# Best Budget Speakers Around $60.00



## happy (Sep 11, 2012)

Hi guys,
So I am going to buy some new speakers for my 2.1 HT setup.  I know that speakers are subjective, from person to person.  But I just wanted to know which speakers are the best in your opinions that is under $60 shipped.  
Here are the speakers I have found:
-Monoprice 3 way speakers
-Dayton B652

Are there any others around the $60 dollars price range?


----------



## happy (Sep 11, 2012)

Bump
Need help deciding!


----------



## Hood (Oct 1, 2012)

happy said:


> Bump
> Need help deciding!



In that price range it's a crap shoot, some sound golden but most sound like crap!  Seriously, you should read a lot of reviews to make sure you don't end up with speakers that sound horrible  Me, I was lucky enough to get 4 of my brother's hand-me-down Boston Acoustics Micro90X speakers, and they rock!  Look on eBay for Boston speakers, I've seen them used for as low as $60/pair (but the risk is getting blown up speakers).  Just a thought, because I don't think you'll be happy with many $60 speakers off the shelf.  Good luck!


----------



## Phusius (Oct 1, 2012)

Creative Inspire T10 10 Watts RMS 2.0 Speaker Syst...
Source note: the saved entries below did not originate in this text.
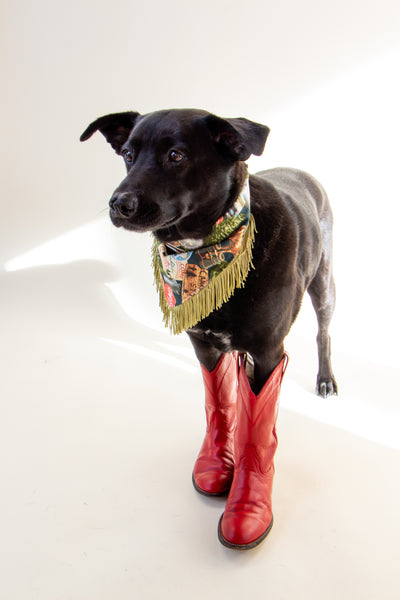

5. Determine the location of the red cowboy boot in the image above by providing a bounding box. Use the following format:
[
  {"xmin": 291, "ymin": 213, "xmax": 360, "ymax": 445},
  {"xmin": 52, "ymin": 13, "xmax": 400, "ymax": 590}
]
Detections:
[
  {"xmin": 192, "ymin": 352, "xmax": 238, "ymax": 496},
  {"xmin": 218, "ymin": 353, "xmax": 288, "ymax": 549}
]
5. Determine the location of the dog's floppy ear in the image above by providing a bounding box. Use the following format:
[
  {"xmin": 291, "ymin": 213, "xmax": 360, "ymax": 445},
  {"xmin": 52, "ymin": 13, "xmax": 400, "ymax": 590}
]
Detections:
[
  {"xmin": 204, "ymin": 114, "xmax": 270, "ymax": 161},
  {"xmin": 80, "ymin": 111, "xmax": 140, "ymax": 154}
]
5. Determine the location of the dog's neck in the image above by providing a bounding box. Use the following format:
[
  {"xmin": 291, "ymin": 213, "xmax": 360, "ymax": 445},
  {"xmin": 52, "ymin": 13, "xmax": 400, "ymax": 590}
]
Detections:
[{"xmin": 175, "ymin": 163, "xmax": 249, "ymax": 251}]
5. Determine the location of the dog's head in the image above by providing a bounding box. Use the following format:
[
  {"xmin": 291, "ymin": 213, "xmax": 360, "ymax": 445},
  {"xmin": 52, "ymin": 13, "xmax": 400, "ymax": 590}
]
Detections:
[{"xmin": 80, "ymin": 109, "xmax": 269, "ymax": 243}]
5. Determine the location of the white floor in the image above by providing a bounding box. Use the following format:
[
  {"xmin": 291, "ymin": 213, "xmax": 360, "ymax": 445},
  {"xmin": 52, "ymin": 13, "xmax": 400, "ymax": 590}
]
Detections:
[{"xmin": 1, "ymin": 228, "xmax": 399, "ymax": 600}]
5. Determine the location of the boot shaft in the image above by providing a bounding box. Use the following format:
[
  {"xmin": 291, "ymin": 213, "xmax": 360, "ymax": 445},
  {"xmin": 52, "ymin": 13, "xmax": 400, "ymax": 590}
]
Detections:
[
  {"xmin": 201, "ymin": 352, "xmax": 238, "ymax": 432},
  {"xmin": 201, "ymin": 352, "xmax": 238, "ymax": 406},
  {"xmin": 235, "ymin": 354, "xmax": 288, "ymax": 458}
]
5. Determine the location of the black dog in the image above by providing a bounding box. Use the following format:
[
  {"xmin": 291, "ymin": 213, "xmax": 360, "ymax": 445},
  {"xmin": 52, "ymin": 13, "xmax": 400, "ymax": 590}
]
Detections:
[
  {"xmin": 80, "ymin": 108, "xmax": 337, "ymax": 549},
  {"xmin": 80, "ymin": 108, "xmax": 337, "ymax": 397}
]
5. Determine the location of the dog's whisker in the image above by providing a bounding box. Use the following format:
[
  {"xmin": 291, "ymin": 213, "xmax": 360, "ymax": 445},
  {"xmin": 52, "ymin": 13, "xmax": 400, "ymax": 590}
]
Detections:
[{"xmin": 94, "ymin": 207, "xmax": 109, "ymax": 218}]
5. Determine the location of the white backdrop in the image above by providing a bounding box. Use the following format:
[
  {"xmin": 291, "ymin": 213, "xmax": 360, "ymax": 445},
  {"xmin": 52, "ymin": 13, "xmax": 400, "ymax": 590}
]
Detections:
[{"xmin": 2, "ymin": 0, "xmax": 400, "ymax": 441}]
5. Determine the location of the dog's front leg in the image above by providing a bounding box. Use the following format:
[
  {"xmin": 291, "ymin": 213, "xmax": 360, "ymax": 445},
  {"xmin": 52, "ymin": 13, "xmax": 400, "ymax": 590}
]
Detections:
[
  {"xmin": 218, "ymin": 346, "xmax": 288, "ymax": 549},
  {"xmin": 246, "ymin": 344, "xmax": 286, "ymax": 396},
  {"xmin": 187, "ymin": 332, "xmax": 237, "ymax": 496},
  {"xmin": 186, "ymin": 330, "xmax": 223, "ymax": 371}
]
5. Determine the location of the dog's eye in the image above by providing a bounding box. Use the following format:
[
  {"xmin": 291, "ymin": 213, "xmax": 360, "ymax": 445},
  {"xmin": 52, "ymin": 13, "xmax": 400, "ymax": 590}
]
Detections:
[
  {"xmin": 168, "ymin": 150, "xmax": 185, "ymax": 163},
  {"xmin": 122, "ymin": 149, "xmax": 134, "ymax": 163}
]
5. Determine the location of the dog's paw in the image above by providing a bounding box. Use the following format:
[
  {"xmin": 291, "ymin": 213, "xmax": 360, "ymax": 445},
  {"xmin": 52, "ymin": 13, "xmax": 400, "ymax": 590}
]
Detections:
[{"xmin": 316, "ymin": 376, "xmax": 338, "ymax": 398}]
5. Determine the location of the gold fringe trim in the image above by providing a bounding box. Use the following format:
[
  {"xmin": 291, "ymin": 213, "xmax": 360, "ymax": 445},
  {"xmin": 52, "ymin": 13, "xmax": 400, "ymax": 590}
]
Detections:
[{"xmin": 152, "ymin": 214, "xmax": 257, "ymax": 335}]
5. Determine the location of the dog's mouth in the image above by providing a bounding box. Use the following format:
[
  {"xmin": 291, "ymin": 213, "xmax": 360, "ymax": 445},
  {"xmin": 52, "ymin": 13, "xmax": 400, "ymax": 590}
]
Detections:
[
  {"xmin": 108, "ymin": 193, "xmax": 212, "ymax": 242},
  {"xmin": 109, "ymin": 204, "xmax": 179, "ymax": 233}
]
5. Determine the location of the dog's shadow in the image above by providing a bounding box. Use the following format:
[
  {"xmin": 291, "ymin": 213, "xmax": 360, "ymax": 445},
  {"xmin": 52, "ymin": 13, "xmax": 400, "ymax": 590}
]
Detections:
[{"xmin": 1, "ymin": 258, "xmax": 178, "ymax": 346}]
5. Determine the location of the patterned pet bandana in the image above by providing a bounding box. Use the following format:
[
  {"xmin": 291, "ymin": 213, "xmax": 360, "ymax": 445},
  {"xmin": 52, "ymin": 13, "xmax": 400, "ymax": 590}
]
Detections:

these are my desktop speakers and I am very pleased with them


----------



## Millennium (Oct 1, 2012)

If you can find some x-540s for that price (perhaps second hand) they are really good value.

edit: below looks better if you don't need surround. But it's cool!


----------



## AlienIsGOD (Oct 1, 2012)

if you go refurb you could get z623's like mine for $79.99.  regularly they are $160.  Refurbs should always be considered from respectable brands as they can offer superior value for the discounted price


----------